Antoine normally loves plain and simple sugar with a squeeze of lemon. The simple is often the best? Other classics are confiture (jam/jelly), sweet chestnut and vanilla spread (crème de marron), and of course the kids’ preference is dolloping on Nutella.
Julie is back to eating it again since a concerned French friend showed her an alarming video which proved just how much oil it contained and so she went into a nutella depression. Nutella is everywhere – try and avoid it. I woke up to its name ringing in my ears this morning, as my radio alarm belted out an advert for the stuff. It worked as motivation to switch the thing off and spring out of bed, though. I could go for the latest trend, speculoos spread (speculoos are the Belgian cinnamon melt-in-your-mouth biscuits/cookies). It’s a slightly more expensive choice at the market crêpe stalls, so I could say I’m going ‘upmarket’. My pick? Just real chocolate sauce or smothered in caramel au beurre salé (salted caramel.)
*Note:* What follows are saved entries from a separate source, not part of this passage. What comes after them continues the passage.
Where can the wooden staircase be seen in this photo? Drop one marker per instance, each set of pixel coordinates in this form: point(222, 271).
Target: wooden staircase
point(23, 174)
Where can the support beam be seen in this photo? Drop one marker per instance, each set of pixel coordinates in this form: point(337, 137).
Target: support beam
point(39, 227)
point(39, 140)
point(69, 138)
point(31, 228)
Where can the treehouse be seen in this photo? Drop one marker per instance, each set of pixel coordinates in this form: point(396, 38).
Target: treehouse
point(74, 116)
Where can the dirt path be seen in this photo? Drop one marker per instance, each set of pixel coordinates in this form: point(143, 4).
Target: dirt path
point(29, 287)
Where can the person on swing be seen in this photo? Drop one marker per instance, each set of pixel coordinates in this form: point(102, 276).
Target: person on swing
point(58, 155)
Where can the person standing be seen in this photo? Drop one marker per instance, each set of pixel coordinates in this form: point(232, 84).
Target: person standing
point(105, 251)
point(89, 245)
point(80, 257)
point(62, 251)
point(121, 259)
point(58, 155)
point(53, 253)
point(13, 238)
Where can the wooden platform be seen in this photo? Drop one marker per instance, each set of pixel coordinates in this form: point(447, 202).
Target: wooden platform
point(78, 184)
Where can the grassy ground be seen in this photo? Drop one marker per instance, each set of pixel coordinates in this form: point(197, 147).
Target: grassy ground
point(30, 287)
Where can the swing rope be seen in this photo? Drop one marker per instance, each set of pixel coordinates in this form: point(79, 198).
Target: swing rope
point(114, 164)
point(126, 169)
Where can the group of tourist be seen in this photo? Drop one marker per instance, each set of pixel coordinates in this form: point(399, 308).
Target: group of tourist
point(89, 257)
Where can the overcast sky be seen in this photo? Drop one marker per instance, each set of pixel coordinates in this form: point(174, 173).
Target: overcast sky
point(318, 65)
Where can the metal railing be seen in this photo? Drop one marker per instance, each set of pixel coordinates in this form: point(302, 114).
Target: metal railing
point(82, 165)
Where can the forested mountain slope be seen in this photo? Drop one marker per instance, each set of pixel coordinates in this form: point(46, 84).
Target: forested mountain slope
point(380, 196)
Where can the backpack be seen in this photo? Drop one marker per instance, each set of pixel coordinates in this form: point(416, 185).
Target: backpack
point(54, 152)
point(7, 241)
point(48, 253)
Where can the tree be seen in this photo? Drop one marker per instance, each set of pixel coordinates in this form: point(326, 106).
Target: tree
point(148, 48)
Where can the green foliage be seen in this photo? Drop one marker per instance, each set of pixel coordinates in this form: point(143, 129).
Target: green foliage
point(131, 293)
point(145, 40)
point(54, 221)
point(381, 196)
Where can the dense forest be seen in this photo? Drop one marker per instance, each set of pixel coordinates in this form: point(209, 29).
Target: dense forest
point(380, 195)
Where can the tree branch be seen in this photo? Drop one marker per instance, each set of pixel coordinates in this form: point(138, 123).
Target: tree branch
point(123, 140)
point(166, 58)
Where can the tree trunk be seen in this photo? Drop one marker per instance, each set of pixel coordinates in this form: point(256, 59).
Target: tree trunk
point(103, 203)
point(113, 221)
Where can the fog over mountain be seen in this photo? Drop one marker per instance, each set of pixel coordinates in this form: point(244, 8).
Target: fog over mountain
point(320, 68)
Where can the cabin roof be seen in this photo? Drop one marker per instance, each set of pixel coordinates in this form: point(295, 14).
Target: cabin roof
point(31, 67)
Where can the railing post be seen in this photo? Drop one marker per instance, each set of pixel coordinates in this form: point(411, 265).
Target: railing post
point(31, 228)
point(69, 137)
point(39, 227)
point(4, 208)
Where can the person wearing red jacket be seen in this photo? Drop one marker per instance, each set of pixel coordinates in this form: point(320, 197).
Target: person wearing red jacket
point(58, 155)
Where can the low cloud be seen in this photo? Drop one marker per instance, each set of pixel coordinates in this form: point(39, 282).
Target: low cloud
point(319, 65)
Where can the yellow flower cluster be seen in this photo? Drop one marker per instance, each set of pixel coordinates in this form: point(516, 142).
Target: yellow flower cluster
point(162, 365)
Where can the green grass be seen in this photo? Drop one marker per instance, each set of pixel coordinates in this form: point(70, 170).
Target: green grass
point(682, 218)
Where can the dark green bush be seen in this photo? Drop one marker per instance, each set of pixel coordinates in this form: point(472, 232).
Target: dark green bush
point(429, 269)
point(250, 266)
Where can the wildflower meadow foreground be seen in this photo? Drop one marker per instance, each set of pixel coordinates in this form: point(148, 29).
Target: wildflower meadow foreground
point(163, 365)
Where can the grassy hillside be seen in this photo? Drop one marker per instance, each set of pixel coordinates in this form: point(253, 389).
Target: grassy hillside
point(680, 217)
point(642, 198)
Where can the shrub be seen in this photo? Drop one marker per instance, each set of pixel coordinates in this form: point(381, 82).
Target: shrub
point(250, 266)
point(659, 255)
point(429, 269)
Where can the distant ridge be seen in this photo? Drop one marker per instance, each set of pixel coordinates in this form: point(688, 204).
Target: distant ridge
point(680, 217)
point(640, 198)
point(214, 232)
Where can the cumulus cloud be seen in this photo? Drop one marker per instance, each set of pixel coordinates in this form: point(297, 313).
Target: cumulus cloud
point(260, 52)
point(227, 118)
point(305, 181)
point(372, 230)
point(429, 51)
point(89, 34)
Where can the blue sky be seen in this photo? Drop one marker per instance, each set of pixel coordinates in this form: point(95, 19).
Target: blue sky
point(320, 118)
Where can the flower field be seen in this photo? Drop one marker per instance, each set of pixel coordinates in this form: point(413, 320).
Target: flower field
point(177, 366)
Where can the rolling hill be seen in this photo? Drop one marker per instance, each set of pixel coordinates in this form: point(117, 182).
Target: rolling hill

Now that the crêpe is covered, there’s yet another decision to make: do you fold it or roll it?
I had no idea it was an issue but I’m being careful on this one. Antoine claims his mother always rolled it for him and he never had the pleasure of doing that part himself. Besides, sometimes he felt like folding it. Scarred for life, eh? Boy, I didn’t realise we had a French crêpe ceremony to top it all. Vive l’indépendance! So, let’s just serve it open and leave the rest to the others.
So what will it be chez vous, and if it’s crêpes, are you a roller or a folder?